La Secretaría de Gestión de Riesgos y Contingencias Nacionales (Copeco) advirtió que el fenómeno de El Niño podría impactar fuertemente la producción agrícola del país en los próximos meses, afectando la seguridad alimentaria de alrededor de 250 mil familias, principalmente en zonas del corredor seco.

El subsecretario de Copeco, Nelson Márquez, informó que ya se han identificado 89 municipios donde es urgente implementar medidas preventivas para reducir los posibles daños en los cultivos.

De acuerdo con el funcionario, aunque el mes de mayo podría registrar lluvias dentro de lo habitual, lo que daría una falsa sensación de normalidad para los productores, el escenario más crítico se presentaría en junio, cuando podría producirse una disminución significativa de las precipitaciones en plena etapa de crecimiento de los cultivos.

“Ese cambio en el comportamiento de las lluvias puede hacer que muchos cultivos no completen su ciclo productivo, lo que derivaría en pérdidas considerables si no se actúa con anticipación”, señaló.

Márquez indicó que junto a la Secretaría de Agricultura y Ganadería (SAG) ya se trabaja en la planificación de estrategias para el campo, como la definición de calendarios de siembra ajustados a cada zona y la promoción de semillas de ciclo corto, con especial atención en regiones vulnerables.

Entre las zonas con mayor exposición al riesgo mencionó El Paraíso, Choluteca, Valle, Intibucá, Lempira, Copán, Ocotepeque y algunos sectores del oriente de Yoro, donde los productores tendrían un margen muy limitado —en ciertos casos de apenas unos días en mayo— para iniciar la siembra.

Además, anunció que equipos técnicos recorrerán el país en los próximos días para orientar directamente a los agricultores, en coordinación con instituciones del sector público y organizaciones municipales y productivas.

El objetivo, según explicó, es que los productores cuenten con información clara sobre el momento adecuado de siembra, las variedades recomendadas y las medidas de adaptación ante la variabilidad climática.

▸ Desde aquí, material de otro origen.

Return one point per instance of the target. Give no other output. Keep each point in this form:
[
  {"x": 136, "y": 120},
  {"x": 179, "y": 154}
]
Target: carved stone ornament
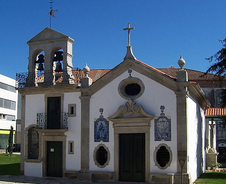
[{"x": 131, "y": 113}]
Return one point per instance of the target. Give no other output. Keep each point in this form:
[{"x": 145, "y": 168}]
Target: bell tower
[{"x": 50, "y": 59}]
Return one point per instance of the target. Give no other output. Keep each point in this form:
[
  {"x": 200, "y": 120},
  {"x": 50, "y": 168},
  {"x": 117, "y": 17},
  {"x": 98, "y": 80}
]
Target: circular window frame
[
  {"x": 170, "y": 156},
  {"x": 126, "y": 82},
  {"x": 94, "y": 156}
]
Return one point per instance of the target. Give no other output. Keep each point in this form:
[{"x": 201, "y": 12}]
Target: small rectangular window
[
  {"x": 71, "y": 110},
  {"x": 70, "y": 147}
]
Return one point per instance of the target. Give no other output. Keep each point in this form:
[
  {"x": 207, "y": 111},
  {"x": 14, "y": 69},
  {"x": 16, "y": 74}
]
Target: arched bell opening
[
  {"x": 39, "y": 60},
  {"x": 57, "y": 59}
]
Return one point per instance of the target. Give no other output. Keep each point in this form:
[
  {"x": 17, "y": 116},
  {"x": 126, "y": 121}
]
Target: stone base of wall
[
  {"x": 106, "y": 177},
  {"x": 162, "y": 178},
  {"x": 169, "y": 178},
  {"x": 103, "y": 177}
]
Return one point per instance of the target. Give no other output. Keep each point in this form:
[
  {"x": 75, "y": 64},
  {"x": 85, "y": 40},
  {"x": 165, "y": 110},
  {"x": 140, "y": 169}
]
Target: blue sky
[{"x": 164, "y": 29}]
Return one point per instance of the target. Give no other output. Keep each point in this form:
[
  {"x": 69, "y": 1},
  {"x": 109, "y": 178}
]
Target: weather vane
[
  {"x": 51, "y": 12},
  {"x": 128, "y": 28}
]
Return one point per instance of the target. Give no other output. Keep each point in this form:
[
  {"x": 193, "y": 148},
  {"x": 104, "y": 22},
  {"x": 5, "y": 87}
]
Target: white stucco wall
[
  {"x": 8, "y": 95},
  {"x": 73, "y": 161},
  {"x": 195, "y": 134},
  {"x": 153, "y": 97},
  {"x": 33, "y": 169},
  {"x": 33, "y": 104}
]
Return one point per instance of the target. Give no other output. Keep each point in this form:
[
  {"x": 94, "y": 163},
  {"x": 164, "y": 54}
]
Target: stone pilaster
[
  {"x": 182, "y": 125},
  {"x": 22, "y": 157}
]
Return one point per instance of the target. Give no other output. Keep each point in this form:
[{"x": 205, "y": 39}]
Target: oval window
[
  {"x": 132, "y": 89},
  {"x": 162, "y": 156},
  {"x": 101, "y": 156}
]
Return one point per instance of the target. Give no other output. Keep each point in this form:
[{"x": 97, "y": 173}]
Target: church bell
[
  {"x": 40, "y": 67},
  {"x": 58, "y": 57},
  {"x": 40, "y": 62}
]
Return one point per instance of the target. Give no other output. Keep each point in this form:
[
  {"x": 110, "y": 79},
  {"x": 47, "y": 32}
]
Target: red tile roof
[{"x": 213, "y": 112}]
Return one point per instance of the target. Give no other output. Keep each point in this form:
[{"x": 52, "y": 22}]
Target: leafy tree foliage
[{"x": 219, "y": 67}]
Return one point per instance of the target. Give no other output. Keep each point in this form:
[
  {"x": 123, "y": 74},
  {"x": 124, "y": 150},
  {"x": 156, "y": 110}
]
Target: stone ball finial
[
  {"x": 86, "y": 70},
  {"x": 181, "y": 62}
]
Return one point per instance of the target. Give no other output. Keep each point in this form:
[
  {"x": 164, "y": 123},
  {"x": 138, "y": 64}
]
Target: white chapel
[{"x": 132, "y": 123}]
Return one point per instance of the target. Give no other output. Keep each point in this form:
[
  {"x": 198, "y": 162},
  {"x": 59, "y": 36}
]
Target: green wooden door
[
  {"x": 53, "y": 113},
  {"x": 54, "y": 159},
  {"x": 132, "y": 157}
]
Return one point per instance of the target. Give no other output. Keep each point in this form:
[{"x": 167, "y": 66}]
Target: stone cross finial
[{"x": 128, "y": 28}]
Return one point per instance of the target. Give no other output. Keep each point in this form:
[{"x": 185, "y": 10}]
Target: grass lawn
[
  {"x": 9, "y": 165},
  {"x": 212, "y": 178}
]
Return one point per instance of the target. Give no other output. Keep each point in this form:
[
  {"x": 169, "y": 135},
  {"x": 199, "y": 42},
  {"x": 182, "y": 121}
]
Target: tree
[
  {"x": 10, "y": 141},
  {"x": 219, "y": 67}
]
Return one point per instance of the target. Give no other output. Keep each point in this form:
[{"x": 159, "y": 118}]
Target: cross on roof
[{"x": 128, "y": 28}]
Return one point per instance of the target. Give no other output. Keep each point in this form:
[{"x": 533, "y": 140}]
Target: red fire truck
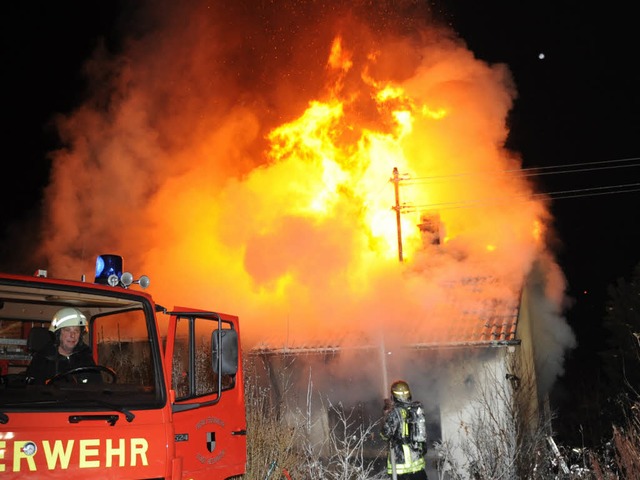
[{"x": 166, "y": 400}]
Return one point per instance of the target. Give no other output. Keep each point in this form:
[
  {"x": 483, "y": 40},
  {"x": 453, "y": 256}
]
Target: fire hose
[
  {"x": 272, "y": 467},
  {"x": 392, "y": 457}
]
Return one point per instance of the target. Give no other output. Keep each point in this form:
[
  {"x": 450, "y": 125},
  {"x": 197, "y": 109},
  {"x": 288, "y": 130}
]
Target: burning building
[{"x": 250, "y": 147}]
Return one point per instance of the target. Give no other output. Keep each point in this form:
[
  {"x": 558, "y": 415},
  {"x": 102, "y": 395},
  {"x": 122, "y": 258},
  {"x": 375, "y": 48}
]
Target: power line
[
  {"x": 554, "y": 195},
  {"x": 536, "y": 171}
]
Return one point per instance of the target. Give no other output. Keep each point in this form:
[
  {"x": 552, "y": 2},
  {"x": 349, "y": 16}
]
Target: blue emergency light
[{"x": 107, "y": 265}]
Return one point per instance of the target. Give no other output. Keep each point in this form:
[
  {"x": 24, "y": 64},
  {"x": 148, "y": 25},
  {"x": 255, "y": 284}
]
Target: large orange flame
[{"x": 268, "y": 191}]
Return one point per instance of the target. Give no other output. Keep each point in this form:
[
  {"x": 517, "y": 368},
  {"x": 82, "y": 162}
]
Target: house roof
[{"x": 478, "y": 311}]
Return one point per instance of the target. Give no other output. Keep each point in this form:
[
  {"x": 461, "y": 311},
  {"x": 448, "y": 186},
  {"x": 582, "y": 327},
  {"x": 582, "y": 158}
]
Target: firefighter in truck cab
[
  {"x": 66, "y": 352},
  {"x": 98, "y": 381}
]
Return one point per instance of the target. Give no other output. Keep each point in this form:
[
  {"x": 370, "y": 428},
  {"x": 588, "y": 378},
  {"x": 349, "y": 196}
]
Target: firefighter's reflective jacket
[{"x": 395, "y": 429}]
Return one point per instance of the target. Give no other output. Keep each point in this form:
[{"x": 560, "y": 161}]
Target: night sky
[{"x": 574, "y": 66}]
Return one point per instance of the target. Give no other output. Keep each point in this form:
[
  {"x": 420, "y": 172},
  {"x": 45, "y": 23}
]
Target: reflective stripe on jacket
[{"x": 396, "y": 429}]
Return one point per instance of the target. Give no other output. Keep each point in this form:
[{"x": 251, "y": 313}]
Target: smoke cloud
[{"x": 240, "y": 155}]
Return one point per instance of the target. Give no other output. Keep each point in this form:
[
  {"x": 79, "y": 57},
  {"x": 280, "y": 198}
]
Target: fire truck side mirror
[{"x": 224, "y": 344}]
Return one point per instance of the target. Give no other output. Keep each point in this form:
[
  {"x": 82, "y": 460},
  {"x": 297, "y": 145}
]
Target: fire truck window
[
  {"x": 192, "y": 350},
  {"x": 180, "y": 374},
  {"x": 123, "y": 345}
]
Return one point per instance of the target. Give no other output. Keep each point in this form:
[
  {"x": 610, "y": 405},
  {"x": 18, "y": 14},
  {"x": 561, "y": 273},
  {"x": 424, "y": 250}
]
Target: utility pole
[{"x": 396, "y": 189}]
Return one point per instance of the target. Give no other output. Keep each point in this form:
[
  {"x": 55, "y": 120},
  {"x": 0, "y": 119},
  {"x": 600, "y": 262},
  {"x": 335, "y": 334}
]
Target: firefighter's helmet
[
  {"x": 400, "y": 391},
  {"x": 68, "y": 317}
]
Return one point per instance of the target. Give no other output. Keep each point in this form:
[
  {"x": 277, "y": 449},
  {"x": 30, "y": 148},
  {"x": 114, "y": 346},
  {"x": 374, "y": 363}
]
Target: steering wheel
[{"x": 90, "y": 368}]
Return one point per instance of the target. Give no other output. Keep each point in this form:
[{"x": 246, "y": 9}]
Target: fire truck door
[{"x": 208, "y": 410}]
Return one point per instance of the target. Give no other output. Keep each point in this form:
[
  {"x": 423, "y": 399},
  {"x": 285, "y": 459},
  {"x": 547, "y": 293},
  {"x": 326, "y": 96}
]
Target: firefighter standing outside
[{"x": 404, "y": 456}]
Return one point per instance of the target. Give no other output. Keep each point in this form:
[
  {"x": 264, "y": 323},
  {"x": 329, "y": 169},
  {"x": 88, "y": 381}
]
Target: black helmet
[{"x": 400, "y": 391}]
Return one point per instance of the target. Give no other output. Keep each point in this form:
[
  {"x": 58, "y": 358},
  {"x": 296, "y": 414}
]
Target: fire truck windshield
[{"x": 108, "y": 359}]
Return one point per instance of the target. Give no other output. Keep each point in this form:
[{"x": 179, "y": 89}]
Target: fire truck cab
[{"x": 166, "y": 399}]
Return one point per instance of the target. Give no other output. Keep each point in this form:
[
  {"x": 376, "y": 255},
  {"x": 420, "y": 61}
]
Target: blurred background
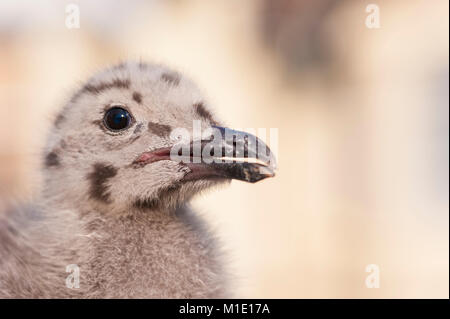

Las acciones también se coordinan desde el Sistema Nacional de Gestión de Riesgos (Sinager) y la red humanitaria, con el fin de fortalecer la respuesta en comunidades vulnerables y evitar que las familias queden sin asistencia ante posibles pérdidas de cosechas.

Copeco reiteró que la aplicación temprana de estas medidas será clave para reducir el impacto del fenómeno y evitar una crisis alimentaria en el país, por lo que hizo un llamado a los productores a mantenerse informados y seguir las recomendaciones técnicas.